My Zoom text Will Not Read Any PDF Documents HELP ME OUT HERE I AM PARTIALY SIGGHTED
What a pain - seems like me using SnagIt to copy a portion of a page triggered this on my machine. Plus, it's degraded the quality of the fonts on the documents. I wish Adobe would give us a simple check box to turn this Accessibility feature on or off.
I believe I triggered it by enabling text-to-speech at one point in Vista... I don't know why, but it's gone away for a while. Maybe Adobe did an update, or maybe I did something. I've tried my best not to think about it during these transient happy times...
Another annoyance I also agree needs to be secondary and not primary to the application.
I think I have found the "preparation for reading" today, which I have hated for a long time. Go to Edit->Preferences->Page Display, and in the "Rendering" box, change "Smooth Text:" from "For Monitor" to "None."
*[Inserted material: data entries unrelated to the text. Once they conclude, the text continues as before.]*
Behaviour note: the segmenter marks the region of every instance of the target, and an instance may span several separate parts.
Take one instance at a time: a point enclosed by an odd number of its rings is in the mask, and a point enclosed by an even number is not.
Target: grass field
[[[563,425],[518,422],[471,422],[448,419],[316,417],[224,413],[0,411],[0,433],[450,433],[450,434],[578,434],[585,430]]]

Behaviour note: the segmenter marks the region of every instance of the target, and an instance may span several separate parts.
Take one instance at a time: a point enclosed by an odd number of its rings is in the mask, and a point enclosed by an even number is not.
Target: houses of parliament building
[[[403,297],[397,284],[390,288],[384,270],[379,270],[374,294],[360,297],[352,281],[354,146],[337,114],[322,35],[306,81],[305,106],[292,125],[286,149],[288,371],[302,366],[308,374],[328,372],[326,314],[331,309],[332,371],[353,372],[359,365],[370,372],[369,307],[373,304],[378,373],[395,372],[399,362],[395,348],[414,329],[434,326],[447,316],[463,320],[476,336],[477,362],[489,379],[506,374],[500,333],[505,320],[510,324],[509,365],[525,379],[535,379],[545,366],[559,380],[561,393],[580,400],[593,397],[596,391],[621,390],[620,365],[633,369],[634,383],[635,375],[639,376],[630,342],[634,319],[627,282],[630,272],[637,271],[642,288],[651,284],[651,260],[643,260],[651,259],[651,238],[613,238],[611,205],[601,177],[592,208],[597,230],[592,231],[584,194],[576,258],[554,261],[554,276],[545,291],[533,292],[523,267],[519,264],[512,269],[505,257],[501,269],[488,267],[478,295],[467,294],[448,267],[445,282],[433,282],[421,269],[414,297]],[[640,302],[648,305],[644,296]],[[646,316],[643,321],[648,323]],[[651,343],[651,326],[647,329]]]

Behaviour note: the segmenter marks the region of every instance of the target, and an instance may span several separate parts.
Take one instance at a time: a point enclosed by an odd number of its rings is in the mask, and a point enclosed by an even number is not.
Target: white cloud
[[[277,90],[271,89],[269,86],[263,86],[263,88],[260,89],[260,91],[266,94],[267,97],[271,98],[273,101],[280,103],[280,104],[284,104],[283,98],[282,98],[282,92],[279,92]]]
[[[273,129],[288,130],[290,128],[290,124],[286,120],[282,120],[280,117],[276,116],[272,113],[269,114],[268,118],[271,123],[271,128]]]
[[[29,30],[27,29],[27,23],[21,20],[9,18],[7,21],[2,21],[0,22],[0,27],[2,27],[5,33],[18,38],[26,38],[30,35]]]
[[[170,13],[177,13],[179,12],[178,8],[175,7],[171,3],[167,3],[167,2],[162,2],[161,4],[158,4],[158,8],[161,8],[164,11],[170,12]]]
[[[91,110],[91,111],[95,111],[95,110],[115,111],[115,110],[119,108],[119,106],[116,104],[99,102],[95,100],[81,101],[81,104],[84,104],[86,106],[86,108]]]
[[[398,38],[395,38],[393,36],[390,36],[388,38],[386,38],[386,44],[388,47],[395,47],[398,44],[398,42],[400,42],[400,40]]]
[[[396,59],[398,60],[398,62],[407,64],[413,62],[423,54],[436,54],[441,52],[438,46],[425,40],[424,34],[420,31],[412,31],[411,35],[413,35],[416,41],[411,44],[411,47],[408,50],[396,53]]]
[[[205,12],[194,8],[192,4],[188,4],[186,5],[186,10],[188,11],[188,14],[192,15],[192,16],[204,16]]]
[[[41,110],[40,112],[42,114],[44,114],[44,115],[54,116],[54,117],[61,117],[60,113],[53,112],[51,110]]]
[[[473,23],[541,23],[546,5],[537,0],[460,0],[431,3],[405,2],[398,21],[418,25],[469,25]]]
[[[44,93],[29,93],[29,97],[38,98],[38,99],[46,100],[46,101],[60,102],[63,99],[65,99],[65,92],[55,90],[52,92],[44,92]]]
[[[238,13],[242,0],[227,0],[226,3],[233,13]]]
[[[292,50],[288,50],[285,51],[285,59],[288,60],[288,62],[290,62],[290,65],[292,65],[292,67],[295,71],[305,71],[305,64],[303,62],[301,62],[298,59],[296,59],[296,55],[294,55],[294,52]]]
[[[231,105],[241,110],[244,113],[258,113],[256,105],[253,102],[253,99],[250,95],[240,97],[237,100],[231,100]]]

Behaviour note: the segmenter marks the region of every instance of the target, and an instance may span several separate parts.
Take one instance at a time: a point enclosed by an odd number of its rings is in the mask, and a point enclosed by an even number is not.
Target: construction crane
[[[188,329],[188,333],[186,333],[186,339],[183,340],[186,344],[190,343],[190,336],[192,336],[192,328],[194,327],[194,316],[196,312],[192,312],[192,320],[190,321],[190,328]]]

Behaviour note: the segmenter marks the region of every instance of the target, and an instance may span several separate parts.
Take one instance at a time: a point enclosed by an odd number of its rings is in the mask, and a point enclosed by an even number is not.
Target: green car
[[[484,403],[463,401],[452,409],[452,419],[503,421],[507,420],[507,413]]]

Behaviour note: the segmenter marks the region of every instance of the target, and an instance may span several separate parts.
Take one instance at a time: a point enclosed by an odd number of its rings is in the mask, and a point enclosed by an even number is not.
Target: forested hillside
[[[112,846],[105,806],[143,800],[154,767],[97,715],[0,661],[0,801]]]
I started getting this after inadvertently enabling Speech Recognition (SR from now on) while trying to enable and test the microphone integrated in my notebook. I'm (ashamedly) using Vista on the notebook, so here is what to do in Vista. XP may be slightly different. Go to Control Panel>Speech Recognition Options>Advanced Speech Options and in the User Settings section uncheck both boxes (Run...at startup & Allow computer....) You also need to shut down SR if it is currently running. Then, if Acrobat was running while you did all this, stop it and restart it and you should not get the problem unless you re-start SR. When SR is running (even if "sleeping") you will get the "Preparing documents for reading.....". It somewhat makes sense because SR allows you to make selections, edits, etc. in documents and so needs to "learn" the documents. It would be sweet if MS would provide a level of settings so that you could enable or disable SR for selected applications or environments, but we know how that goes.